Six-Pack of Values

03/13/2014 9:00 am EST


In Morningstar Stock Investor, Matthew Coffina suggests, "Investors can focus only on the most undervalued current holdings in our Tortoise and Hare model portfolios."

The six stocks featured below are currently our favorites for new money:

Philip Morris International (PM)

Among our holdings, Philip Morris is arguably the most exposed to depreciating emerging market currencies, since it doesn’t have any US sales. Unfortunately, currency fluctuations are an unavoidable tradeoff for emerging markets’ relatively stable cigarette volumes.
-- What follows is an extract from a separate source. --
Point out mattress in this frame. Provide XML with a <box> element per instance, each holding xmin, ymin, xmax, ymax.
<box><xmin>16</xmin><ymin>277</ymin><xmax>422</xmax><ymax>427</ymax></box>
Foreign exchange rates won’t be a headwind forever, and I still find Philip Morris’ total return prospects highly attractive, driven by a 4.8% dividend yield.

Berkshire Hathaway (BRK-B)

Berkshire Hathaway’s sprawling empire is too complex to describe in a short paragraph. However, its numerous businesses have one thing in common: They were hand-picked by Warren Buffett because of their strong and improving competitive advantages and top-notch managements.
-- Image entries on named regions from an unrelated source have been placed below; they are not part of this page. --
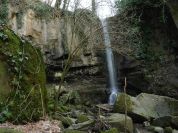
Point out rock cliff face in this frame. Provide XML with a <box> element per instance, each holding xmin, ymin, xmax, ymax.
<box><xmin>9</xmin><ymin>2</ymin><xmax>103</xmax><ymax>81</ymax></box>
<box><xmin>0</xmin><ymin>25</ymin><xmax>47</xmax><ymax>122</ymax></box>
<box><xmin>109</xmin><ymin>0</ymin><xmax>178</xmax><ymax>98</ymax></box>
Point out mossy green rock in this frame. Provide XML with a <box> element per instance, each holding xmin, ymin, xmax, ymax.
<box><xmin>64</xmin><ymin>129</ymin><xmax>87</xmax><ymax>133</ymax></box>
<box><xmin>0</xmin><ymin>128</ymin><xmax>23</xmax><ymax>133</ymax></box>
<box><xmin>106</xmin><ymin>113</ymin><xmax>133</xmax><ymax>133</ymax></box>
<box><xmin>0</xmin><ymin>25</ymin><xmax>47</xmax><ymax>122</ymax></box>
<box><xmin>58</xmin><ymin>116</ymin><xmax>74</xmax><ymax>127</ymax></box>
<box><xmin>114</xmin><ymin>93</ymin><xmax>149</xmax><ymax>121</ymax></box>
<box><xmin>114</xmin><ymin>93</ymin><xmax>178</xmax><ymax>122</ymax></box>
<box><xmin>101</xmin><ymin>128</ymin><xmax>119</xmax><ymax>133</ymax></box>
<box><xmin>77</xmin><ymin>114</ymin><xmax>89</xmax><ymax>123</ymax></box>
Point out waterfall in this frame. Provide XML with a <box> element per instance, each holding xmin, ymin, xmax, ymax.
<box><xmin>101</xmin><ymin>19</ymin><xmax>120</xmax><ymax>105</ymax></box>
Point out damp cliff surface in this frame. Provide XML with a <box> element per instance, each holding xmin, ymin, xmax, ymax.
<box><xmin>108</xmin><ymin>0</ymin><xmax>178</xmax><ymax>98</ymax></box>
<box><xmin>9</xmin><ymin>1</ymin><xmax>102</xmax><ymax>66</ymax></box>
<box><xmin>0</xmin><ymin>25</ymin><xmax>47</xmax><ymax>122</ymax></box>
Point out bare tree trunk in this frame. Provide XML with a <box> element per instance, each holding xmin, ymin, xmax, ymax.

They also tend to be concentrated in the US, whose economy increasingly looks like the world’s strongest. Buffett is the inspiration for Morningstar’s whole approach to equity investing—what better way to emulate his philosophy than by owning the company he spent a lifetime building?

eBay (EBAY)

EBay seems to be playing second fiddle to (AMZN) these days, but while Amazon may be growing more quickly, eBay is far more profitable. I think there’s room for two successful e-commerce companies, particularly considering that the secular shift to online commerce is still in its early days.
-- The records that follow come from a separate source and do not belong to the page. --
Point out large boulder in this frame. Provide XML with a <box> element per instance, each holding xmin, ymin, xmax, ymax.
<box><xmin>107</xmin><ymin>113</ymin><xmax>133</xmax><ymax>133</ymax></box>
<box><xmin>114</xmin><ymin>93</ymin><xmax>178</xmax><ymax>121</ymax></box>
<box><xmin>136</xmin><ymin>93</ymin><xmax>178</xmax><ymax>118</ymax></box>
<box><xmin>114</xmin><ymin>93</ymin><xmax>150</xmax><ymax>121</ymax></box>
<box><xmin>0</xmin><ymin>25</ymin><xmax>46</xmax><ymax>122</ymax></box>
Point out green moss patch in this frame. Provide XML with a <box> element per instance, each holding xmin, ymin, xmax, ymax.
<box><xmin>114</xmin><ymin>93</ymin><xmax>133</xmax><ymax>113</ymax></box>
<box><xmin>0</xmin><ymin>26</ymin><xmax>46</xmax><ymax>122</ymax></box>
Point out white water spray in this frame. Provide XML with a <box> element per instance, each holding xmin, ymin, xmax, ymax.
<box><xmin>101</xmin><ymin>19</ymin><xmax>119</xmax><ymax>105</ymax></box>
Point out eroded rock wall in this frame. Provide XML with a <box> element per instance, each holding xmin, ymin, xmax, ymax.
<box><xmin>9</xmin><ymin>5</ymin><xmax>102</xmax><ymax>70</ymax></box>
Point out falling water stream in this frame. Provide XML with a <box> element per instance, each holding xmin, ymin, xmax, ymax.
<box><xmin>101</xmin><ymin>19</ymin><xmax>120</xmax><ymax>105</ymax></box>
All brick-and-mortar retailers are trying to figure out how to adapt to this new environment, and eBay is ideally positioned to serve as their technological partner.


HCP is an economically defensive, diversified real estate investment trust focused on healthcare properties. HCP primarily uses long-term triple-net leases, which leave tenants responsible for property operating and maintenance costs.

Only around 5% of leases come up for renewal each year, and tenants tend to be sticky. The firm has raised its dividend for 29 consecutive years, most recently by 3.8%. The new annual dividend rate of $2.18 puts the yield at 5.6%.

Coca-Cola (KO)

Coca-Cola’s business is built to weather challenging times, and I think the risk/reward profile remains attractive.

Management is exceptional; the company described its strategic vision for 2020 back in 2009 and has been steadily executing against the goals it set for itself ever since.

While consumption of carbonated soft drinks is declining in North America, the company still has plenty of room to grow in emerging markets and through its diversified portfolio.

Baidu (BIDU)

We raised Baidu’s fair value estimate 47% in January, while the stock price fell 12%. As a result, Baidu looks meaningfully undervalued for the first time since mid-2013.

Investors could be in for a bumpy ride in the short-term, but in the long run, I think Baidu’s growth is driven by secular trends that transcend the broader economy: rising Internet penetration and a shift in advertising budgets from traditional media to online search.

Few companies in the world are growing as quickly as Baidu, and most of those trade at much richer valuations.